3.3 Findings during clinical course
As a whole, the median duration from admission to transfer to the ICU was 2 days (IQR 0, 7), whereas the median length of ICU stay was 8 days (IQR 4, 13) (Table 3). The most frequently observed symptom was fever (77%), followed by dry cough (59%) and fatigue (54%). Moreover, few patients developed infrequent conditions, such as headache (3[3%]), vomiting (2[%]) and diarrhea (2[2%]). Most patients required supplemental oxygen with nasal high-flow oxygen therapy (71%); noninvasive mechanical ventilation (54%) and invasive mechanical ventilation (37%) were also used in patients, among whom nonsurvivors accounted for a higher proportion and had worse illness. Extracorporeal membrane oxygenation was used in 2 patients; unfortunately, none of them survived. Regarding medications, glucocorticoids (80%), antiviral drugs (79%) and antibiotics (82%) were widely used; interestingly, the use of Chinese medicine was statistically significant between the two groups (P=0.0005). Not surprisingly, sepsis (100%) and acute respiratory distress syndrome (ARDS) (95%) were the two most common complications in nonsurvivors. Compared to survivors, nonsurvivors also showed a significantly higher proportion of secondary bacterial infection (69% vs. 21%), myocardial injury (64% vs. 15%), acute kidney injury (60% vs. 13%), coagulopathy (55% vs. 12%) and acute liver injury (48% vs. 12%).
As shown in Figure 3, the dynamic changes in several key laboratory indexes were compared. It was apparent that TLC and PLT were generally lower in nonsurvivors than in survivors, whereas WBC and CRP levels were higher. We supposed that an elevated WBC was affected by a second bacterial infection and that the usage of glucocorticoids and presence of reduced TLC was expected based on the biological characteristics of this virus. Hepatic enzymes and TBIL were elevated and peaked on approximately the tenth day after admission among nonsurvivors, but the variations were small as a whole. To assess cardiac function, hsTNI was recorded and found to be remarkably increased. CRE and PCT were also recorded (see Figure E1 in the online data supplement).

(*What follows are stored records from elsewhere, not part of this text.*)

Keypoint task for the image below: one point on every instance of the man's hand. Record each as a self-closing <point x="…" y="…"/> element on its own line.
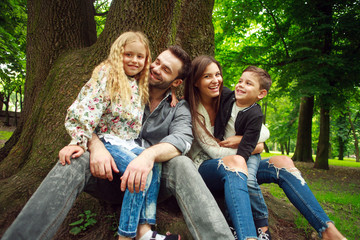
<point x="231" y="142"/>
<point x="101" y="162"/>
<point x="136" y="173"/>
<point x="68" y="152"/>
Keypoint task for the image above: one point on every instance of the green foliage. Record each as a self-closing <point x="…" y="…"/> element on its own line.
<point x="309" y="49"/>
<point x="86" y="220"/>
<point x="101" y="9"/>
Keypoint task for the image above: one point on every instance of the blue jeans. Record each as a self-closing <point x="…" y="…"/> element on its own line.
<point x="136" y="207"/>
<point x="233" y="184"/>
<point x="47" y="208"/>
<point x="298" y="192"/>
<point x="258" y="205"/>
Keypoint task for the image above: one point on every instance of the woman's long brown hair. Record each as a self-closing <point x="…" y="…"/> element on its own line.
<point x="192" y="93"/>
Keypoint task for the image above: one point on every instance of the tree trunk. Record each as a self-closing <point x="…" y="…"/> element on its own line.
<point x="341" y="148"/>
<point x="356" y="145"/>
<point x="62" y="51"/>
<point x="322" y="153"/>
<point x="303" y="150"/>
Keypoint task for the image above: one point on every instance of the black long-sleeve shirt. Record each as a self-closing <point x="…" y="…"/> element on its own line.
<point x="247" y="124"/>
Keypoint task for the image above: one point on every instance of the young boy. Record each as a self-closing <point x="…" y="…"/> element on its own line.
<point x="245" y="119"/>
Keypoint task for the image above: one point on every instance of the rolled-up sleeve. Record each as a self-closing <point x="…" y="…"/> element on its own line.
<point x="180" y="130"/>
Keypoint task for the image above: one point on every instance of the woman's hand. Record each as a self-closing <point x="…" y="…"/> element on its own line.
<point x="231" y="142"/>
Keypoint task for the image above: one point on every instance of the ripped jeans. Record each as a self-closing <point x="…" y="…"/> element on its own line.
<point x="137" y="208"/>
<point x="221" y="179"/>
<point x="298" y="192"/>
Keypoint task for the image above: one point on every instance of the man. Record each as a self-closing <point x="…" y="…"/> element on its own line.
<point x="166" y="134"/>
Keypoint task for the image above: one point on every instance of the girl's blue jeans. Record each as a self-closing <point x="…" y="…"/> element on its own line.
<point x="298" y="192"/>
<point x="137" y="208"/>
<point x="233" y="184"/>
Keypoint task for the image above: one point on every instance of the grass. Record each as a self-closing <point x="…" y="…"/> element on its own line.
<point x="347" y="162"/>
<point x="337" y="191"/>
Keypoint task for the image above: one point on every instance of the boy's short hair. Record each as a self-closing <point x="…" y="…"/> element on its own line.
<point x="264" y="77"/>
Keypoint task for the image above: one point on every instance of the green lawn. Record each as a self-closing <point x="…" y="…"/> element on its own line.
<point x="347" y="162"/>
<point x="337" y="191"/>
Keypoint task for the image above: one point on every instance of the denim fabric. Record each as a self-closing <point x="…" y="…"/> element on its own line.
<point x="234" y="185"/>
<point x="202" y="214"/>
<point x="298" y="192"/>
<point x="258" y="205"/>
<point x="136" y="207"/>
<point x="47" y="208"/>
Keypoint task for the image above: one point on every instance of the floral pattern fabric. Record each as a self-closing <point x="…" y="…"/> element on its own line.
<point x="93" y="111"/>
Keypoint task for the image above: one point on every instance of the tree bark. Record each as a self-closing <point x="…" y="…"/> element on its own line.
<point x="341" y="148"/>
<point x="62" y="51"/>
<point x="303" y="150"/>
<point x="356" y="144"/>
<point x="322" y="153"/>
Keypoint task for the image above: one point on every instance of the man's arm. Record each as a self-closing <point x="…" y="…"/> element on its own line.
<point x="176" y="140"/>
<point x="101" y="162"/>
<point x="135" y="175"/>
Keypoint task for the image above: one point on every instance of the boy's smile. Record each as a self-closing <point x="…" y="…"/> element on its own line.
<point x="247" y="90"/>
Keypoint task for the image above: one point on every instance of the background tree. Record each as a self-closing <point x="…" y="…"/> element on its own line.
<point x="12" y="50"/>
<point x="309" y="49"/>
<point x="62" y="50"/>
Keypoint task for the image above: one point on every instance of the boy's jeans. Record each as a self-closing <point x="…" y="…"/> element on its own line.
<point x="258" y="205"/>
<point x="136" y="207"/>
<point x="298" y="192"/>
<point x="45" y="211"/>
<point x="234" y="184"/>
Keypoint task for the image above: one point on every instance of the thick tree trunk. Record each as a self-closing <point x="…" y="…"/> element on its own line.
<point x="322" y="153"/>
<point x="341" y="148"/>
<point x="62" y="51"/>
<point x="356" y="145"/>
<point x="303" y="150"/>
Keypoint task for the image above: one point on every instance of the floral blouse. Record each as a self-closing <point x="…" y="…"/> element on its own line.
<point x="93" y="111"/>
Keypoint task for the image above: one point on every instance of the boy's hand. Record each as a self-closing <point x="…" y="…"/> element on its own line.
<point x="68" y="152"/>
<point x="231" y="142"/>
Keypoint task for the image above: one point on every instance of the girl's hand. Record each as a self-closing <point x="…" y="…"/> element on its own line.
<point x="68" y="152"/>
<point x="231" y="142"/>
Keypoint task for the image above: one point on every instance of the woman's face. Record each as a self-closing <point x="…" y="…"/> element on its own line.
<point x="210" y="82"/>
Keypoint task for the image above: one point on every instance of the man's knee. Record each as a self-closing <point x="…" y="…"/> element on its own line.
<point x="179" y="164"/>
<point x="282" y="162"/>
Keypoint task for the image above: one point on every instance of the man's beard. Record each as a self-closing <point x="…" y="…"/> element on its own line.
<point x="160" y="85"/>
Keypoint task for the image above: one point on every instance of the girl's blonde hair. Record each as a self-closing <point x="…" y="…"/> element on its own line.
<point x="117" y="81"/>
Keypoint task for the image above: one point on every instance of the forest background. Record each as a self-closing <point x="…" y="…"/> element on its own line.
<point x="311" y="49"/>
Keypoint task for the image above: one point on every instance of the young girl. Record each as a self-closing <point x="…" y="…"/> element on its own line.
<point x="111" y="104"/>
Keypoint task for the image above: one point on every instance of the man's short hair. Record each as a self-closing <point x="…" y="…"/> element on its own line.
<point x="180" y="53"/>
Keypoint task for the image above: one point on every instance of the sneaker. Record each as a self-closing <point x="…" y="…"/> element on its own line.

The distinct trajectories of temperature during the follow-up, which could provide valuable insight to monitoring the recovery of patients, are demonstrated in Figure 4. The patients were classified into 3 groups based on the temperature trajectory after admission as follows: group 1 (stabilized group; n=55, 59.7%), maintained a stable temperature below 37℃; group 2 (down-and-up group; n=22, 24.4%), had a mean temperature that decreased at the beginning and finally climbed up; and group 3 (steady-declining group; n=15, 16.0%), the temperature of these patients was initially higher than normal and dropped gradually to approximately 36.4℃ from the above normal body temperature. Patients with these 3 temperature trajectories had distinct fatalities. Group 1 had the lowest fatality rate at 25.45%, with a mean temperature of 36.46°C. Patients in group 2 had a mean temperature of 36.71°C and a fatality rate of 54.55%. In particular, the steady-declining group was characterized by the highest fatality rate of 93.33% (mean temperature, 36.98°C). The characteristics at baseline and laboratory tests on admission stratified by temperature trajectory groups were presented in Table E1 (see Table E1 in the online data supplement).